Exception française ?
Donc, la France. On le sait, les chiffres de la rentrée sont moroses, avec une baisse moyenne de 30% de la fréquentation. La situation est néanmoins moins grave que certains autres pays comme l’Angleterre, l’Allemagne ou l’Italie, où on enregistre des baisses de l’ordre de 50 à 70%.
Et ça discute, à coups d’éditoriaux, de lettres ouvertes, de tweets, de statuts Facebook, des raisons intrinsèques de ce désamour peut-être passager : prix des places pour les uns, offre en décalage avec les goûts du public pour les autres, manque d’éducation à l’image et trahison des majors pour les pros.
Et tout le monde de montrer ses petits graphiques et ses exemples pour prouver leur point de vue : le prix des places a moins augmenté que l’inflation, les derniers succès du cinéma français, comme Revoir Paris ou Novembre, montrent qu’il y en a pour tous les publics, et d’autres soulignent la corrélation entre la baisse du nombre de blockbusters hollywoodiens et la baisse générale de fréquentation.
Les chiffres du cinéma
On va, nous aussi essayer de plonger dans le débat, avec ces quelques questions: qui a baissé sa fréquentation des salles et pourquoi, qui y va encore, et pourquoi ? Et surtout, qu’est-ce qui fait que la France s’en sort mieux que ses voisins ? Mis à part les discours chauvins sur l’exception culturelle ou la cinéphilie intrinsèque du français moyen.
Plongeons donc, nous aussi, dans les chiffres. Vu que, ça tombe bien, la France, via le CNC, en regorge. Le CNC a même récemment augmenté la cadence, pour cartographier au plus près les évolutions récentes du secteur.
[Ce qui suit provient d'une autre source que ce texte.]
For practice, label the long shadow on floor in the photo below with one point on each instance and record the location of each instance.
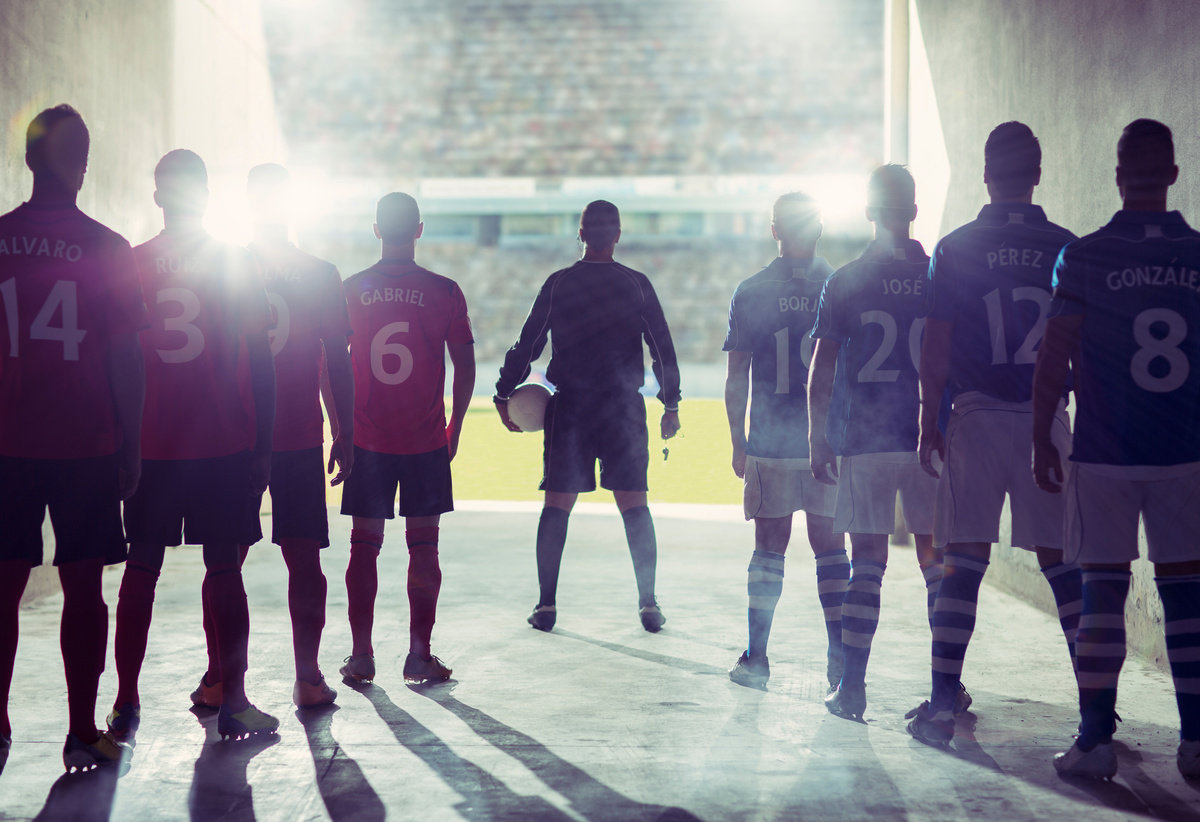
(82, 797)
(220, 790)
(589, 797)
(346, 792)
(484, 796)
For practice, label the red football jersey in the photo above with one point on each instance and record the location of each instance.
(402, 317)
(307, 305)
(203, 298)
(67, 286)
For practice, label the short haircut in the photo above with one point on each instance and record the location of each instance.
(796, 214)
(1146, 153)
(600, 222)
(180, 167)
(267, 178)
(892, 187)
(397, 217)
(1012, 157)
(71, 148)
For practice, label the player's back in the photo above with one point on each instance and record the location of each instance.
(307, 305)
(875, 306)
(67, 285)
(597, 321)
(204, 298)
(993, 279)
(402, 317)
(771, 316)
(1139, 383)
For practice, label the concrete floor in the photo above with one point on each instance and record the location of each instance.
(598, 720)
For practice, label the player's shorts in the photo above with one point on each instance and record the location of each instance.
(298, 496)
(582, 427)
(198, 502)
(778, 487)
(84, 499)
(989, 453)
(423, 479)
(1104, 504)
(868, 485)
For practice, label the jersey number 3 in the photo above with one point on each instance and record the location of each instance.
(63, 297)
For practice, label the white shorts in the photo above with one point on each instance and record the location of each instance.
(989, 453)
(868, 485)
(780, 487)
(1104, 503)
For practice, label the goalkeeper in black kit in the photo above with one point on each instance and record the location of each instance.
(597, 313)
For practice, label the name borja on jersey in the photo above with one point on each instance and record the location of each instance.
(40, 246)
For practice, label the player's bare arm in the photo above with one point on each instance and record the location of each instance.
(935, 365)
(821, 372)
(262, 387)
(1057, 347)
(462, 358)
(127, 377)
(337, 391)
(737, 393)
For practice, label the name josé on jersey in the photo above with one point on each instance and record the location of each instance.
(40, 246)
(1027, 257)
(394, 295)
(1152, 275)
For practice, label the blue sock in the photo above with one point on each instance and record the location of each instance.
(1099, 653)
(1067, 586)
(1181, 615)
(859, 618)
(833, 576)
(765, 586)
(953, 624)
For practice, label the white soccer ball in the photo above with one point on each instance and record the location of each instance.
(527, 406)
Cela a commencé avec Cannes et une étude appelée fort à propos : “Pourquoi les Français vont moins souvent au cinéma ?”, dont j’ai déjà parlé ici.
Il s’agit d’une étude type sondage, divisée en deux parties, l’une basée sur un questionnaire soumis à un millier de personnes, l’autre sur des données économiques.
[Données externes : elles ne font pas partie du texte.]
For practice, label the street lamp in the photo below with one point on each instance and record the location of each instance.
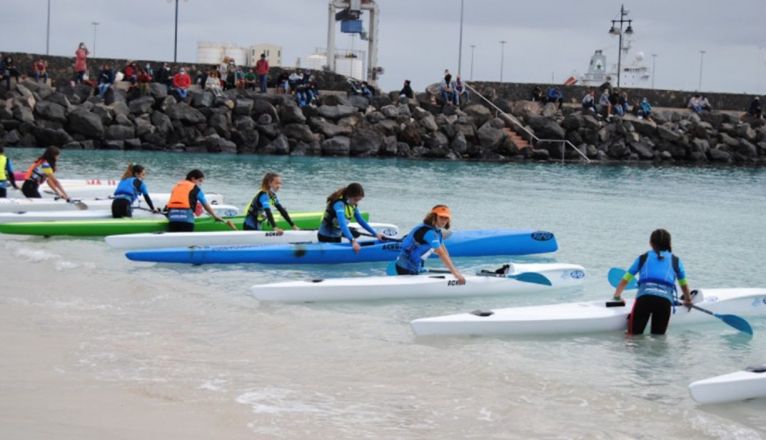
(702, 54)
(95, 26)
(48, 31)
(460, 46)
(502, 58)
(614, 31)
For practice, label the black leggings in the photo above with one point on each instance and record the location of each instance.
(30, 189)
(644, 307)
(121, 208)
(180, 227)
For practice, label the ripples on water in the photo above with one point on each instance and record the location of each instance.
(355, 369)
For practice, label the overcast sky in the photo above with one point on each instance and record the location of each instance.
(547, 39)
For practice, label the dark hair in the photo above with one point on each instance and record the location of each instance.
(49, 155)
(195, 174)
(660, 241)
(266, 182)
(352, 190)
(430, 219)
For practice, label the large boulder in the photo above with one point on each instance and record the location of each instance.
(337, 146)
(51, 111)
(185, 113)
(86, 123)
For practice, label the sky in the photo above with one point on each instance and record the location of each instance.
(547, 40)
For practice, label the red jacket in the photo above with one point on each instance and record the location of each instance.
(262, 67)
(181, 80)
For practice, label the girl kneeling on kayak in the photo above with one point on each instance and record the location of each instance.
(424, 239)
(130, 187)
(341, 208)
(260, 209)
(657, 270)
(183, 200)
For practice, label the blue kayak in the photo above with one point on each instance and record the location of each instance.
(468, 243)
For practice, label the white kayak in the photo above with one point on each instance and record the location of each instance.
(94, 214)
(746, 384)
(227, 238)
(105, 203)
(586, 317)
(429, 285)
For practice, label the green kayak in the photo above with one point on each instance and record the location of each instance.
(102, 228)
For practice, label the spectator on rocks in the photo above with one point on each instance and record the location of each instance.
(262, 70)
(40, 69)
(460, 90)
(163, 75)
(755, 109)
(406, 91)
(645, 110)
(213, 83)
(181, 83)
(105, 79)
(80, 63)
(604, 104)
(589, 102)
(554, 95)
(446, 89)
(250, 79)
(695, 104)
(8, 71)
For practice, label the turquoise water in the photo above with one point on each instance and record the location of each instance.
(569, 387)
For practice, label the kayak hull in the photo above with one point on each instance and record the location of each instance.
(102, 228)
(584, 317)
(424, 286)
(470, 243)
(225, 238)
(740, 385)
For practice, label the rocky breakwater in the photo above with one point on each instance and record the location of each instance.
(239, 121)
(674, 136)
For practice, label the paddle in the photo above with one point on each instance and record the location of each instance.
(616, 274)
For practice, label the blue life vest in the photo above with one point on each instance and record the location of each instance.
(415, 248)
(126, 189)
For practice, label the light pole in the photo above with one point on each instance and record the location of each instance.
(502, 58)
(48, 31)
(614, 31)
(95, 26)
(460, 46)
(473, 46)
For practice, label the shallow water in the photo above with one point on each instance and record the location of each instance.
(99, 346)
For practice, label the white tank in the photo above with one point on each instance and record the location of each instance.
(237, 53)
(209, 53)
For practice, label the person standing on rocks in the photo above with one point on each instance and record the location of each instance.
(43, 170)
(80, 63)
(6, 174)
(262, 70)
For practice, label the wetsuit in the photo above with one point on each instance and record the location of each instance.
(36, 175)
(416, 247)
(6, 176)
(126, 193)
(261, 211)
(656, 290)
(335, 220)
(183, 200)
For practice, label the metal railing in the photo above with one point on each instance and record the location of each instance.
(531, 137)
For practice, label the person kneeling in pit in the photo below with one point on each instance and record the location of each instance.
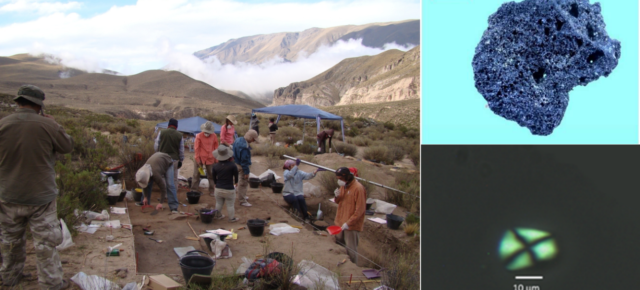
(292, 191)
(158, 169)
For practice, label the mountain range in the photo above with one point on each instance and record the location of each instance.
(153, 94)
(290, 45)
(392, 75)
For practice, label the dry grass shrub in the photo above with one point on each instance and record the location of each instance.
(274, 162)
(415, 155)
(401, 272)
(288, 135)
(366, 175)
(378, 154)
(328, 182)
(361, 141)
(308, 146)
(267, 149)
(411, 229)
(346, 149)
(409, 183)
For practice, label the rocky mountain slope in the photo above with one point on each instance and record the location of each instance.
(392, 75)
(154, 94)
(289, 45)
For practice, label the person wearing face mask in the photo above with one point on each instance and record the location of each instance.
(272, 130)
(322, 140)
(242, 158)
(228, 131)
(254, 123)
(292, 191)
(206, 142)
(351, 202)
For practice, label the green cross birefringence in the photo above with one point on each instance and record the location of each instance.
(522, 248)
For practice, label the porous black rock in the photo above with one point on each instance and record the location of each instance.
(535, 52)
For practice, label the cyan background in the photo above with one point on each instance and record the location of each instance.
(454, 112)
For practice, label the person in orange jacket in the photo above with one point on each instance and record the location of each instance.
(351, 200)
(204, 145)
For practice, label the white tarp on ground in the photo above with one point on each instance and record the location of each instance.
(264, 174)
(315, 277)
(282, 228)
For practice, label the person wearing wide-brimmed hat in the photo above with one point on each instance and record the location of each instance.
(225, 175)
(255, 123)
(29, 141)
(228, 131)
(292, 191)
(351, 200)
(159, 169)
(242, 158)
(206, 142)
(170, 141)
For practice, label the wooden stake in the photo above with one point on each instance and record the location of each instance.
(194, 232)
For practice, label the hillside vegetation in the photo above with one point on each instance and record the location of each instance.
(154, 94)
(392, 75)
(290, 45)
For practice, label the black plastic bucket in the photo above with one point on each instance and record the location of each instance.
(137, 196)
(207, 218)
(394, 221)
(254, 182)
(112, 199)
(192, 264)
(256, 227)
(276, 187)
(283, 259)
(209, 240)
(122, 194)
(193, 197)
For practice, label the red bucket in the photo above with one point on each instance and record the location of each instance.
(334, 230)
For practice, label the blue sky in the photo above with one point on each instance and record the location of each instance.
(133, 36)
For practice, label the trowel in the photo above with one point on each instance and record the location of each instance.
(320, 215)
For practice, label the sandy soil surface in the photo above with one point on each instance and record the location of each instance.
(160, 258)
(88, 255)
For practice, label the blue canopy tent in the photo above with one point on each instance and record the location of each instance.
(190, 125)
(301, 111)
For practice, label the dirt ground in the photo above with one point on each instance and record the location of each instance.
(88, 254)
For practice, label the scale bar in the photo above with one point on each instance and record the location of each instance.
(528, 277)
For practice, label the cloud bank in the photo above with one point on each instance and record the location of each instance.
(256, 80)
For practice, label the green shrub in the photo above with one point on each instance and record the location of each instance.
(352, 132)
(395, 152)
(377, 154)
(133, 123)
(78, 189)
(401, 272)
(415, 155)
(306, 147)
(389, 126)
(335, 125)
(409, 183)
(361, 141)
(328, 182)
(288, 135)
(403, 129)
(272, 150)
(346, 149)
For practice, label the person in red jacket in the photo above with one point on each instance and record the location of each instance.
(228, 131)
(322, 140)
(351, 202)
(206, 142)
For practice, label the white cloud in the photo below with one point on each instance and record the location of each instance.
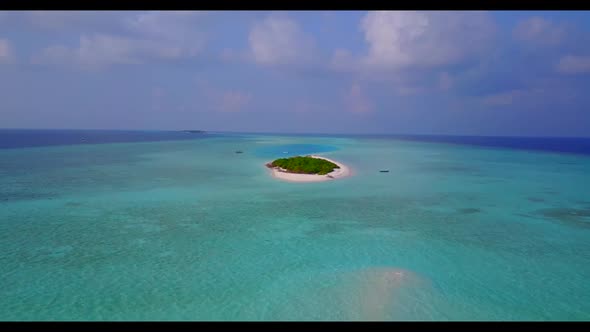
(445, 82)
(6, 51)
(356, 100)
(223, 100)
(98, 51)
(401, 39)
(234, 101)
(141, 36)
(513, 96)
(572, 64)
(539, 31)
(279, 40)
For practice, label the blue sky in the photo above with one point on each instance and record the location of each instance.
(466, 73)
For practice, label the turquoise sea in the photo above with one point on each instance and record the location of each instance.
(190, 230)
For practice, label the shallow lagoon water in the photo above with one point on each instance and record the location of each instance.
(190, 230)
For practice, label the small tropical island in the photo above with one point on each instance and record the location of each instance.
(307, 169)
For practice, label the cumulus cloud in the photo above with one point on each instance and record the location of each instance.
(279, 40)
(140, 37)
(6, 52)
(572, 64)
(539, 31)
(398, 39)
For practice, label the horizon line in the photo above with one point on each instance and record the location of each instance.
(296, 133)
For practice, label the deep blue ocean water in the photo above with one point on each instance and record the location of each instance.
(21, 138)
(155, 226)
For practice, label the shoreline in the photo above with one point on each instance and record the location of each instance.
(337, 173)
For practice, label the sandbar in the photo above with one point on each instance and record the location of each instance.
(337, 173)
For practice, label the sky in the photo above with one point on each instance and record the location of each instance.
(505, 73)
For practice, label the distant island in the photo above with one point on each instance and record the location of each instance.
(307, 169)
(304, 165)
(194, 131)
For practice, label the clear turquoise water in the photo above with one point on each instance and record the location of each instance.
(190, 230)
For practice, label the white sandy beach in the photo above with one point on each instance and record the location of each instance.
(338, 173)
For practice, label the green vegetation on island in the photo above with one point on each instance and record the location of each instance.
(304, 165)
(194, 131)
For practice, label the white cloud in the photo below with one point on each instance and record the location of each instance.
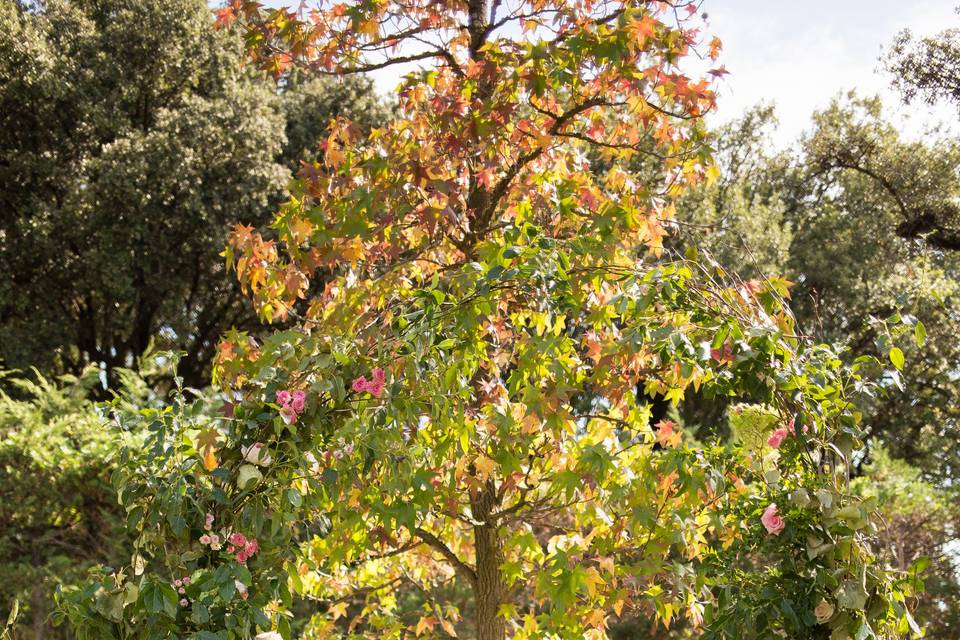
(801, 54)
Le sondage se focalise sur les freins à la reprise d’une habitude de cinéma. 5 arguments s’en dégagent : au coude-à-coude, la perte d’habitude et le prix du billet, suivis du manque d’envie de porter un masque, la concurrence des nouveaux supports et le manque de films qui donnent envie d’aller au cinéma.
Mais ce qui est intéressant, c’est que l’ordre d’importance des arguments avancés varient suivant la tranche d’âge : les 15-34 invoquent à 36% la préférence pour d’autres supports, les 35-59, le prix trop élevé à 46%, et les 60 + la perte d’habitude pour 51% d’entre eux.
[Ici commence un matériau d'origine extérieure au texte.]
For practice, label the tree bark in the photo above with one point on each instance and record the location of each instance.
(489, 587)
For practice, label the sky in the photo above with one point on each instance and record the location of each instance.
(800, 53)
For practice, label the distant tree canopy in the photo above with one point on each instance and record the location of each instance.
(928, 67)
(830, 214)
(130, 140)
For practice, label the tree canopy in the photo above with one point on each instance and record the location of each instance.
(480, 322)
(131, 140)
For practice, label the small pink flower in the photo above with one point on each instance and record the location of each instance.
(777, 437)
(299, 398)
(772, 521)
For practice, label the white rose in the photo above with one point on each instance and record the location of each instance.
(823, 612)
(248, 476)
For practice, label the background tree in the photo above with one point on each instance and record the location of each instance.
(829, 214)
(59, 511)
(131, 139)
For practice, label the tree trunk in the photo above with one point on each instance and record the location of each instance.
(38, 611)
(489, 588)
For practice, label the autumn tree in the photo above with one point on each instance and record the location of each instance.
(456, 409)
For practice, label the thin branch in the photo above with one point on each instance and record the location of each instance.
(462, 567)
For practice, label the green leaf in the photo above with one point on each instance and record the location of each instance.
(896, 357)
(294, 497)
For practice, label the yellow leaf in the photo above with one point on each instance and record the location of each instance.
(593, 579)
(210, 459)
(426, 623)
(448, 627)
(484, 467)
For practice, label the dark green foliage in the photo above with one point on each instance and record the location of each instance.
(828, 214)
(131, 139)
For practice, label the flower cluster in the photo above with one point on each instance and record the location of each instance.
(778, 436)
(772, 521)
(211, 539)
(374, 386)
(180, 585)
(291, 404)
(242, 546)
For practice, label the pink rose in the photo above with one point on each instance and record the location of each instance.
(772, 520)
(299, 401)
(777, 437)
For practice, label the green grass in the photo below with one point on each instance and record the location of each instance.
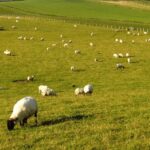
(76, 9)
(116, 116)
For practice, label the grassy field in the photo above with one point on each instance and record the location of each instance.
(84, 9)
(116, 116)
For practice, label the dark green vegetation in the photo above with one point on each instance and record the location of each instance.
(115, 117)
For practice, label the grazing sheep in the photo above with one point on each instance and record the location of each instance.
(120, 55)
(7, 52)
(65, 45)
(121, 41)
(20, 38)
(95, 59)
(127, 55)
(41, 39)
(54, 44)
(35, 28)
(88, 89)
(91, 44)
(72, 68)
(61, 36)
(13, 27)
(44, 90)
(91, 33)
(120, 66)
(70, 41)
(77, 51)
(22, 110)
(31, 38)
(30, 78)
(116, 40)
(115, 55)
(129, 60)
(75, 25)
(79, 91)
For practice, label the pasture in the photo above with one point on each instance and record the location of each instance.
(115, 116)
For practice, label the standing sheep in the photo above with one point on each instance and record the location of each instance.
(88, 89)
(22, 110)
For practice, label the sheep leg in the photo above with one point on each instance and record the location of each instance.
(25, 120)
(35, 115)
(21, 123)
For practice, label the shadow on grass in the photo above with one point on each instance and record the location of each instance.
(64, 119)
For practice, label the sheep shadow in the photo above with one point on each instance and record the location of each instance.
(64, 119)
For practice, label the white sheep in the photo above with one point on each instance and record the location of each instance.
(79, 91)
(65, 45)
(127, 55)
(20, 38)
(88, 89)
(120, 55)
(7, 52)
(91, 44)
(129, 60)
(115, 55)
(30, 78)
(120, 66)
(72, 68)
(77, 51)
(75, 25)
(13, 27)
(44, 90)
(22, 110)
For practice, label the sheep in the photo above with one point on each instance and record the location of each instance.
(120, 66)
(13, 27)
(95, 59)
(30, 78)
(61, 36)
(115, 55)
(91, 34)
(75, 25)
(31, 38)
(20, 38)
(72, 68)
(54, 44)
(79, 91)
(120, 55)
(127, 55)
(91, 44)
(116, 40)
(44, 90)
(41, 39)
(88, 89)
(35, 28)
(65, 45)
(70, 41)
(121, 41)
(77, 51)
(129, 60)
(22, 110)
(7, 52)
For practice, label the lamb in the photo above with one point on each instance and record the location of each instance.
(79, 91)
(88, 89)
(72, 68)
(46, 91)
(120, 66)
(30, 78)
(7, 52)
(77, 51)
(115, 55)
(22, 110)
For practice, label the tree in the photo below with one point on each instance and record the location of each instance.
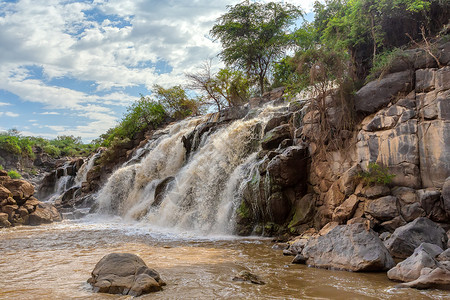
(254, 35)
(224, 89)
(175, 101)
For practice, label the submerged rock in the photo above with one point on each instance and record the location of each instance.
(407, 238)
(410, 268)
(249, 277)
(124, 273)
(348, 247)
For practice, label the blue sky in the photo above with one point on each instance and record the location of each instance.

Ce que je dis et ce que je fais
Evidemment, on parle là des freins perçus par les sondés eux-mêmes. Pas de la réalité des comportements.
Parce que, quand on couple cela avec les données quantitatives de la même étude, on remarque une certaine différence. Ce qu’on découvre là, c’est que la SVOD a pris une place assez importante dans les foyer. En l’espace de 2 ans, la part des abonnements aux services de VOD est passée de 7,2 à 20 millions. Certes, les confinements ont accéléré le mouvement, mais seulement de manière marginale.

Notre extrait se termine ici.